SUBTITLE: "[SUBTITLE]"
LAYOUT: Landscape, [N] distinct sections with color-coded blocks
SECTION 1 - "[SECTION NAME]" ([COLOR] block)
[Content details, bullet points]
Quote: "[SPECIFIC QUOTE]"
SECTION 2 - "[SECTION NAME]" ([COLOR] block)
[Content details, bullet points]
Quote: "[SPECIFIC QUOTE]"
[Continue for all sections...]
VISUAL STYLE:
- Magazine-quality editorial layout
- Color-coded sections
- Speaker portraits/icons where relevant
- Icons for key concepts
- Direct quotes in speech bubbles
- Clear visual hierarchy
- Source attribution at bottom
OUTPUT: Landscape infographic, detailed but scannable
The work is identifying sections, selecting quotes, and deciding emphasis.
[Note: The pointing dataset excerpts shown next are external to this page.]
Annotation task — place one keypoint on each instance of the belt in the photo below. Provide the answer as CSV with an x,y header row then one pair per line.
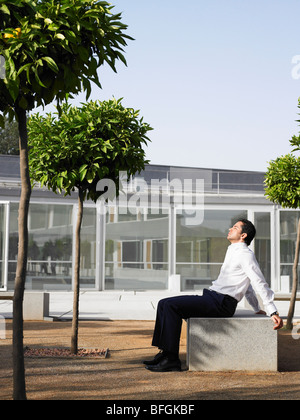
x,y
227,296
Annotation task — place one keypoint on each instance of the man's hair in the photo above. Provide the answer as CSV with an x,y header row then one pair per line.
x,y
249,229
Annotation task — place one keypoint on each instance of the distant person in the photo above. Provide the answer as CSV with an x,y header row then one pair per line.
x,y
240,271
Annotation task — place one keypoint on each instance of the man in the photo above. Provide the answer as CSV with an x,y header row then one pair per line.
x,y
240,271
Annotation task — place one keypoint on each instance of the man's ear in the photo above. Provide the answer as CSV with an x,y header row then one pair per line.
x,y
244,236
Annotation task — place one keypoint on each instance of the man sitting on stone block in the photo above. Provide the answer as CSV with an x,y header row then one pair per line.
x,y
240,271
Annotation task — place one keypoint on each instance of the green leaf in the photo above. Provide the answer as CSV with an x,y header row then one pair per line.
x,y
51,64
4,9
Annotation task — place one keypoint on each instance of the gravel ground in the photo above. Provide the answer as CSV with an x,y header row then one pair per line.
x,y
121,376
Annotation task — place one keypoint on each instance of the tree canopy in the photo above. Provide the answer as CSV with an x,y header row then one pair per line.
x,y
54,47
85,145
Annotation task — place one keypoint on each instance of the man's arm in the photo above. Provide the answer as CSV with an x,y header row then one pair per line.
x,y
253,272
253,301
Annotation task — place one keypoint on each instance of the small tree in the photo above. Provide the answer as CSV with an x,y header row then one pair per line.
x,y
80,148
9,138
283,187
51,48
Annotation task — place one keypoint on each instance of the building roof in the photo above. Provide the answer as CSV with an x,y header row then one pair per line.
x,y
217,182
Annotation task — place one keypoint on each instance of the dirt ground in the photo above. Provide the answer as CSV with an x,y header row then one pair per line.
x,y
122,376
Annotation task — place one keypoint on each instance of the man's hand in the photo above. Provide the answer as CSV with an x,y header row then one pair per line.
x,y
261,313
277,321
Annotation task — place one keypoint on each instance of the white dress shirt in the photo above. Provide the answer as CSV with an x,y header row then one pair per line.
x,y
240,274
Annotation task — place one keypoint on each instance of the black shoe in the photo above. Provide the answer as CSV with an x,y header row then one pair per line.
x,y
166,365
154,361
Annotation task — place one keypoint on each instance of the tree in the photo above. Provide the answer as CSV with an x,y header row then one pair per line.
x,y
51,48
9,138
283,187
80,148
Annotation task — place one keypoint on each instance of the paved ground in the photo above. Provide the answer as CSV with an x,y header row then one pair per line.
x,y
116,305
123,377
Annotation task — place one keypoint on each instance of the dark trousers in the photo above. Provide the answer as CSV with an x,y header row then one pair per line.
x,y
171,312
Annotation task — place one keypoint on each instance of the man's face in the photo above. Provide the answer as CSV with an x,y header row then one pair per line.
x,y
235,233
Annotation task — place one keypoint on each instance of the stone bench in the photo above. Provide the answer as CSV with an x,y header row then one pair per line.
x,y
35,305
246,342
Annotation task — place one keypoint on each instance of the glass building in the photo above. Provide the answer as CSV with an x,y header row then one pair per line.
x,y
167,231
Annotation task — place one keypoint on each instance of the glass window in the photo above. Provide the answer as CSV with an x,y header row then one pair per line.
x,y
136,251
49,250
288,237
2,245
88,249
262,243
200,250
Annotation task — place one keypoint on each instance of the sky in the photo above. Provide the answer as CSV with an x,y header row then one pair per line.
x,y
218,80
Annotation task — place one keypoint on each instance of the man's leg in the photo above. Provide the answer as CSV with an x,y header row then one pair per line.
x,y
171,312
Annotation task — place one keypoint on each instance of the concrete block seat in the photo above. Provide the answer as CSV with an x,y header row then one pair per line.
x,y
245,342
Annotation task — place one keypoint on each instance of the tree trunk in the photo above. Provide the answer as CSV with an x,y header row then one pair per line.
x,y
19,388
289,324
74,340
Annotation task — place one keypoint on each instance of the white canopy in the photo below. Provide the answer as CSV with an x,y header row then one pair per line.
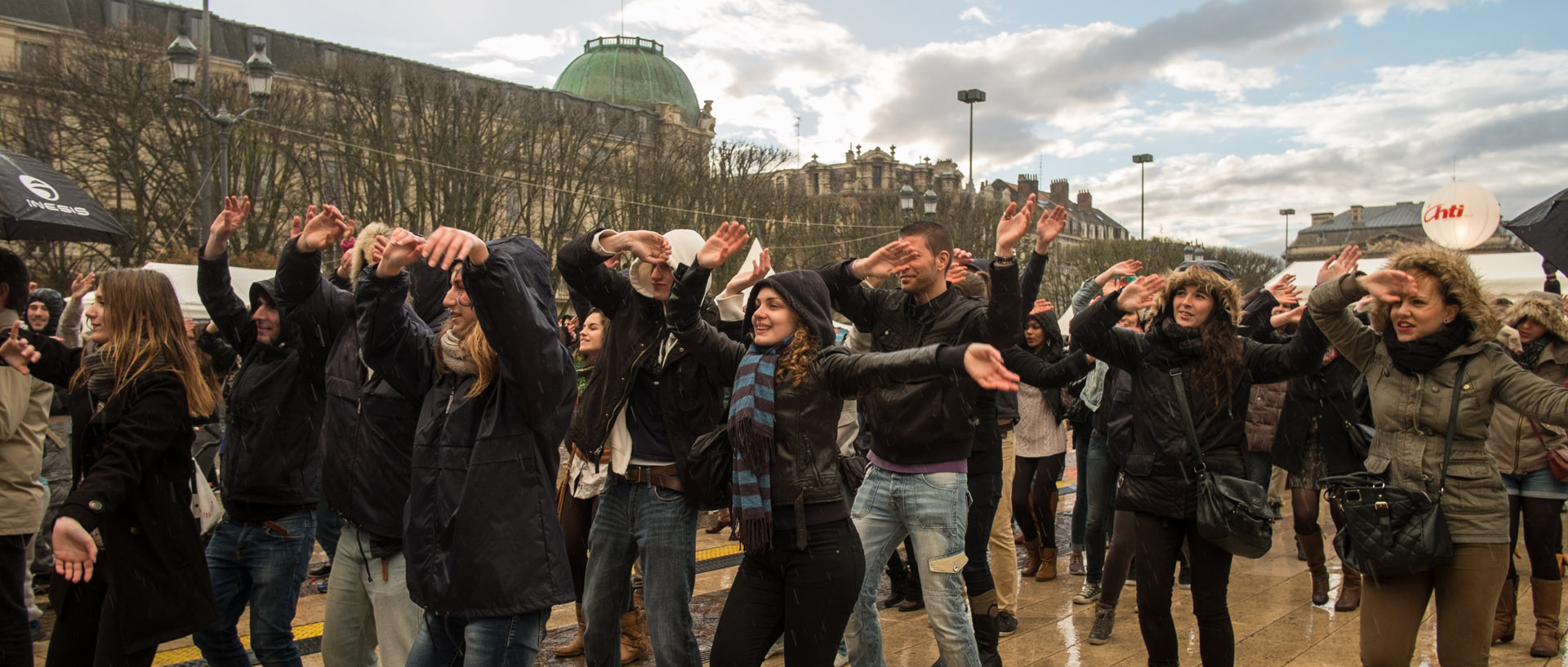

That’s the part that can’t be skipped.
A tangent: 3D infographics
While working on this I started thinking about whether infographics need to be flat images. I played with Trellis V2, Microsoft’s image-to-3D model. It takes a flat image and turns it into a 3D object you can rotate.
Feeding it a full infographic produces a lumpy slab, but feeding it individual assets works. You could generate the chess piece, the storm cloud, the F1 car separately, convert each to 3D, and compose them in something like Spline.
The workflow would be:
2D AI (Midjourney/DALL-E)
↓
Generate individual assets (chess piece, storm cloud, F1 car)
↓
Image-to-3D (Trellis V2 / Rodin / Meshy)
↓
Actual 3D .glb files
↓
Spline (browser-based 3D tool that feels like Figma)
↓
Interactive 3D scene
Instead of a flat image, you’d have a scene you could navigate. Hover over the storm cloud to see the quote about sleepwalking into war. Click the F1 car to see Kagame’s Vision 2050 data.
Tools worth looking at:
- Spline - Browser-based 3D, similar to Figma
- Rodin/Meshy - Upload a 2D image, get a 3D model back
- BlenderKit - Asset library inside Blender
I haven’t built this yet, but it’s an interesting direction.
December 2025. Test content: The Long Form podcast, Andrew Mwenda interview.